Questionable "traditions"

From Meghan, the ladies of Slate's DoubleX debate the question, "Which wedding tradition do you wish were abolished?"
Hanna Rosin: I would definitely say the throwing of the bouquet. In the last few weddings I've been to—even the ones for more conservative friends—there is a strong ambivalence hanging over this moment. The ladies gather shame-faced in the corner and the bride gives a limp, embarrassed toss. In each case the flowers landed on the floor, as the women were too embarrassed to catch them. The age when women want to get married is not over. But the age when women proudly display a grasping eagerness to do so is long past.
I've previously posted how I love Saipua's flower arrangements, as well as the idea of button or felt flower bouquets, so I suppose whether I do a bouquet toss (assuming I do get a bouquet) will be dependent on how invested I feel in the bouquet itself (and therefore don't want it to get damaged) and whether more than three (enough to make a small crowd) of my girl friends feel really strongly about it.

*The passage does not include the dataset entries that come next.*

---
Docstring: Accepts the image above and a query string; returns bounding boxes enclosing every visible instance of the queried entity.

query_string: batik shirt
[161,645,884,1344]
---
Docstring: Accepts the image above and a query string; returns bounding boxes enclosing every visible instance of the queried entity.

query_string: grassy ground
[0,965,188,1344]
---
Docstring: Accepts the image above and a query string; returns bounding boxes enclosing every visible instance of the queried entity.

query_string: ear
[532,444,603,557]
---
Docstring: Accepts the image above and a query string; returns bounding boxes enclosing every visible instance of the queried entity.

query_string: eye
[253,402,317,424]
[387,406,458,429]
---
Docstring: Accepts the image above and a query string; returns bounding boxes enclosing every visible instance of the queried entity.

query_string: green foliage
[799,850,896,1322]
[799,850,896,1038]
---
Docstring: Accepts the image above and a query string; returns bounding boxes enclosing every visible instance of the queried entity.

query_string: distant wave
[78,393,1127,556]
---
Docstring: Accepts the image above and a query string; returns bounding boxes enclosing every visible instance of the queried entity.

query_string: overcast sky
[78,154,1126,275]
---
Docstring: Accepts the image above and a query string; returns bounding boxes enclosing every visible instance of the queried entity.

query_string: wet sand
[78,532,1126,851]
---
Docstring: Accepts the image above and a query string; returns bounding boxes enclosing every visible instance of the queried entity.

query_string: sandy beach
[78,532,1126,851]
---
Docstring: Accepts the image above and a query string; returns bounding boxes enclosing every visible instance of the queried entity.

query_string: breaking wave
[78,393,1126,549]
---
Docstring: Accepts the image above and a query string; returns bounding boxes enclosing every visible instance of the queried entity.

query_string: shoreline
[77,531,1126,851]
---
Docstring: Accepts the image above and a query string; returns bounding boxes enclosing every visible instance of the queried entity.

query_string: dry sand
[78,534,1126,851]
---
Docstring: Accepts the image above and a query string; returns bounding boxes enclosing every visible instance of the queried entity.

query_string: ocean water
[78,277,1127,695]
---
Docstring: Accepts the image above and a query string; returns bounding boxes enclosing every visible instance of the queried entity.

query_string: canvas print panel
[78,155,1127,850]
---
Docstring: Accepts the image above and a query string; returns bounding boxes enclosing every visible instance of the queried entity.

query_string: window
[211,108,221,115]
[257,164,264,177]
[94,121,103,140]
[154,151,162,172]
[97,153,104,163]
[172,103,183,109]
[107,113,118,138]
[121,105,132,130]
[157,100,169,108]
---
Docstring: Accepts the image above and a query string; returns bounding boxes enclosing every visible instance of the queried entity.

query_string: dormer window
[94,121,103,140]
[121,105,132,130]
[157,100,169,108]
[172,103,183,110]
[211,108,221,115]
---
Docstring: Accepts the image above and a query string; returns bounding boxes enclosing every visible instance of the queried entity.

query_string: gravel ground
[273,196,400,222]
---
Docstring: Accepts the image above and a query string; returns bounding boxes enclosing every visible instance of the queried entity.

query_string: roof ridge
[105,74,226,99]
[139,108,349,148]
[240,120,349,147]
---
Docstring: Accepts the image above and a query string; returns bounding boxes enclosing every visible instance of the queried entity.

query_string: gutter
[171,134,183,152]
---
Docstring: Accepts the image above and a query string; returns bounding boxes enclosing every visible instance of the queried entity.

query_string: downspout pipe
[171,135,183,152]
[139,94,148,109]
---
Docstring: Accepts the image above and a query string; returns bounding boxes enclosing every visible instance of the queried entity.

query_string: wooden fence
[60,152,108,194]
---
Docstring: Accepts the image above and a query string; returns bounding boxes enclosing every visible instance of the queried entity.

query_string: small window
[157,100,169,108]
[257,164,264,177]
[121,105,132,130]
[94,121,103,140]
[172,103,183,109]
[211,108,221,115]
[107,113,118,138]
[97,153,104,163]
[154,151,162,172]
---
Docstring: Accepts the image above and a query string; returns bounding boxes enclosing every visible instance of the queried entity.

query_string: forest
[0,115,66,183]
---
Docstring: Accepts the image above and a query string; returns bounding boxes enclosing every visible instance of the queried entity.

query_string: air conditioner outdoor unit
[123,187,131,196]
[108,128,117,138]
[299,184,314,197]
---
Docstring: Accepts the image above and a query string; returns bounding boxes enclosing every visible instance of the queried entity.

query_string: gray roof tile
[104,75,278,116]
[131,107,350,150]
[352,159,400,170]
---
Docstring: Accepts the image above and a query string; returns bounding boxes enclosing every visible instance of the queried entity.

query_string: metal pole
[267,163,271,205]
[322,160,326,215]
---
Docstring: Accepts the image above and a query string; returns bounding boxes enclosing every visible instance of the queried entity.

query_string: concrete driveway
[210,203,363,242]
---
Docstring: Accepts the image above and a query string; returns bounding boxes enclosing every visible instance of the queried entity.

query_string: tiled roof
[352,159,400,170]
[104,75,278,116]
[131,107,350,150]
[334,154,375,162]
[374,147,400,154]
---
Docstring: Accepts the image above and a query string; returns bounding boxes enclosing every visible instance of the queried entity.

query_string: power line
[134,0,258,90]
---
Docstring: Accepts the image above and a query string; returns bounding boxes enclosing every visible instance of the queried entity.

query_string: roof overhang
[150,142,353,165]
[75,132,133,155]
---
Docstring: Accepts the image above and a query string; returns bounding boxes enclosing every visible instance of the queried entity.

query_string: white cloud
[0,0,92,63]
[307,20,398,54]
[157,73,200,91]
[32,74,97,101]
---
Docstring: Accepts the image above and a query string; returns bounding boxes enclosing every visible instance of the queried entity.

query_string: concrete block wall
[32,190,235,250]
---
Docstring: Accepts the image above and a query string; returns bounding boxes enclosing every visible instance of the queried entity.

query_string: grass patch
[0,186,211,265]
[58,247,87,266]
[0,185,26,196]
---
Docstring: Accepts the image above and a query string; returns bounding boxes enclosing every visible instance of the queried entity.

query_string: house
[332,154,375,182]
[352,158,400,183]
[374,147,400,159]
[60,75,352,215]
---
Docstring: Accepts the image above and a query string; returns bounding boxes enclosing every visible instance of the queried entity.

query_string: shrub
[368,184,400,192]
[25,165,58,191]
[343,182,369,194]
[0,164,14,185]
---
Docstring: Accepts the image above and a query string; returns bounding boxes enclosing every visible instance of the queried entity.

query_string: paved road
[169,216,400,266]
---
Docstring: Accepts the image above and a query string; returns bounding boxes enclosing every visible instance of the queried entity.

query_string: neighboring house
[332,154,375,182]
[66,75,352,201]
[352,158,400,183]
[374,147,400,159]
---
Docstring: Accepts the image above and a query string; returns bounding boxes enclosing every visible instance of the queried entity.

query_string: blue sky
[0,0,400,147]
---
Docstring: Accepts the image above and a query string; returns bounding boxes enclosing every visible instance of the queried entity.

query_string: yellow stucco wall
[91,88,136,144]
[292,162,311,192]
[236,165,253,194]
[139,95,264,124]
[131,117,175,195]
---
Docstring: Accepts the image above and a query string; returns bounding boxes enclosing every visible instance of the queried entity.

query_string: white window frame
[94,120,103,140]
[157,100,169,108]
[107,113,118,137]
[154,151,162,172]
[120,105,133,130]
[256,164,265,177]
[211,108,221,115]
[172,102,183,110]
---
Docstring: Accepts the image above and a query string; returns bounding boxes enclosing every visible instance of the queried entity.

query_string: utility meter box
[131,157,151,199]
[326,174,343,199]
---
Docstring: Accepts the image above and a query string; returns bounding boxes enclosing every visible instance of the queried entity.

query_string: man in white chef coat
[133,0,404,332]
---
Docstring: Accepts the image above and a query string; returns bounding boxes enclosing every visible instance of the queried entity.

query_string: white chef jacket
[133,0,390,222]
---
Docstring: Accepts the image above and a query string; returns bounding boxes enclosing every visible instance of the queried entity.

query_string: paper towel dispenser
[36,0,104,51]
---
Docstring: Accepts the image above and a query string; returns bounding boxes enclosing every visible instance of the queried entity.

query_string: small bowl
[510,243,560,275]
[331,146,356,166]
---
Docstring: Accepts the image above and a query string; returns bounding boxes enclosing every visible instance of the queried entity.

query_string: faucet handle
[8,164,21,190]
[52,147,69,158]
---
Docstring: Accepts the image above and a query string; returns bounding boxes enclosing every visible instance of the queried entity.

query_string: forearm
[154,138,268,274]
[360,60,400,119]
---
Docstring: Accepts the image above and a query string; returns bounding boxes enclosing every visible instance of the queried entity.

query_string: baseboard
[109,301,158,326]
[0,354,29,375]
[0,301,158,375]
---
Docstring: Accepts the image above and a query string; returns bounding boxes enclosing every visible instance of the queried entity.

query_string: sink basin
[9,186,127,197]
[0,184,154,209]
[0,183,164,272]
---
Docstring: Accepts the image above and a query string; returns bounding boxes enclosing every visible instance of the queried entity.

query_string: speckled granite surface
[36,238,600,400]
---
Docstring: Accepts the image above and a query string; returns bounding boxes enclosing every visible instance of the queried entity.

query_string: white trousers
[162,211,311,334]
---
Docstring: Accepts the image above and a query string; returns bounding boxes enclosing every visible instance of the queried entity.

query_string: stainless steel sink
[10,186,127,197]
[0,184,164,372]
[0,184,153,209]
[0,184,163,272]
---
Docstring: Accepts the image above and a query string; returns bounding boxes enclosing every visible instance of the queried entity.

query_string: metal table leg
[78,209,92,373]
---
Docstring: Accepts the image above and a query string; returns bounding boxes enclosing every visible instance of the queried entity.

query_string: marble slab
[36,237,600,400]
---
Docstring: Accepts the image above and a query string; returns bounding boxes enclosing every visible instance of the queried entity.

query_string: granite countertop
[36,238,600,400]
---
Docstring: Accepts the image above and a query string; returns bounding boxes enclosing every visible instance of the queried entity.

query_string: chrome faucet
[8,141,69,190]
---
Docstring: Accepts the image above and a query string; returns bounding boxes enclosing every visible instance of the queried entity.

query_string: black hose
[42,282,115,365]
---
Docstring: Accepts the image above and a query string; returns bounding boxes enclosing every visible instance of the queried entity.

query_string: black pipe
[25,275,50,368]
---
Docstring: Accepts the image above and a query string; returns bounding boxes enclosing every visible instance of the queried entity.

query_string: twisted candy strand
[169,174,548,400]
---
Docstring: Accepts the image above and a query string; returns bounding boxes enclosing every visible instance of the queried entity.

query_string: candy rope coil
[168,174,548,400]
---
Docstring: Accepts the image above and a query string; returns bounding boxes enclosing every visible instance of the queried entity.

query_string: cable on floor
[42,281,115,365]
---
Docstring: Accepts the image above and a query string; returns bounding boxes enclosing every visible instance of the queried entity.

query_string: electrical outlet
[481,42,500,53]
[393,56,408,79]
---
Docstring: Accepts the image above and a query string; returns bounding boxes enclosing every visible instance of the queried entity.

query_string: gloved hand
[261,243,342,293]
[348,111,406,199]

It does seem to be a "tradition" that has a slightly unsavory tinge to it but if I don't care about preserving the bouquet too much and there are guests who really want to partake, including guys, then at this point I don't feel particularly strongly about it.

Other items of interest:
  • "No one needs a little box of chocolates with the couple's name on it." - Ha! In one random wedding magazine I picked, the bride was a watch designer so they gave all the guests a custom watch design with the name of the couple and the date of the wedding on the back. ?!??????
  • "Extensive hors d'oeuvre spreads followed by massive, plated meals. Your guests just feel guilty about the wasted food, and then they're too bloated to dance." - undesireable and unaffordable
  • "The one I hate most is a relatively new invention: the unity candle. It's meant to symbolize the joining of two families, but isn't that what the wedding itself is? Really, these elaborate, pricey candles just add to the cost of the event and make the ceremony longer." - Ha, I can just imagine now Dan's speechlessness if I were to suggest a New Age-y thing like a unity candle that also costs way more than its worth
  • "And instead of having my father "give me away," I had both my parents walk down the aisle with me. It wasn't a "passing off," but symbolized, at least to us, the journey they had guided me on from my birth up to that point, and how they were there for me at the biggest moment of my life and always would be." - Yes. Also Martha said this is a Jewish tradition, props to them for that.
  • "But I will say that I enjoy a lot of the pageantry at other people's weddings and seeing how their personal style gets expressed (or, more often, crushed beneath conformity and family pressure)." - We are not pageantry kind of people, pretty far from it, actually (see A Practical Wedding's wise words on 'Your wedding is not a show' and 'Your wedding is not an imposition').
Pretty much all the effort that I'm putting in is precisely to avoid the being crushed by conformity and family pressure. I would love to have a totally equal sharing of the planning with Dan, but the issue is that he doesn't really have a problem with conforming to family pressure except if it's going to be a lot more expensive to do so. So I'm a bit of a fish swimming against the current here, but I am supported by all the modern, independent female friends instead. Thank you.

5 comments:

Mrs T said...

Hi, thanks for stopping by my blog and for your comment!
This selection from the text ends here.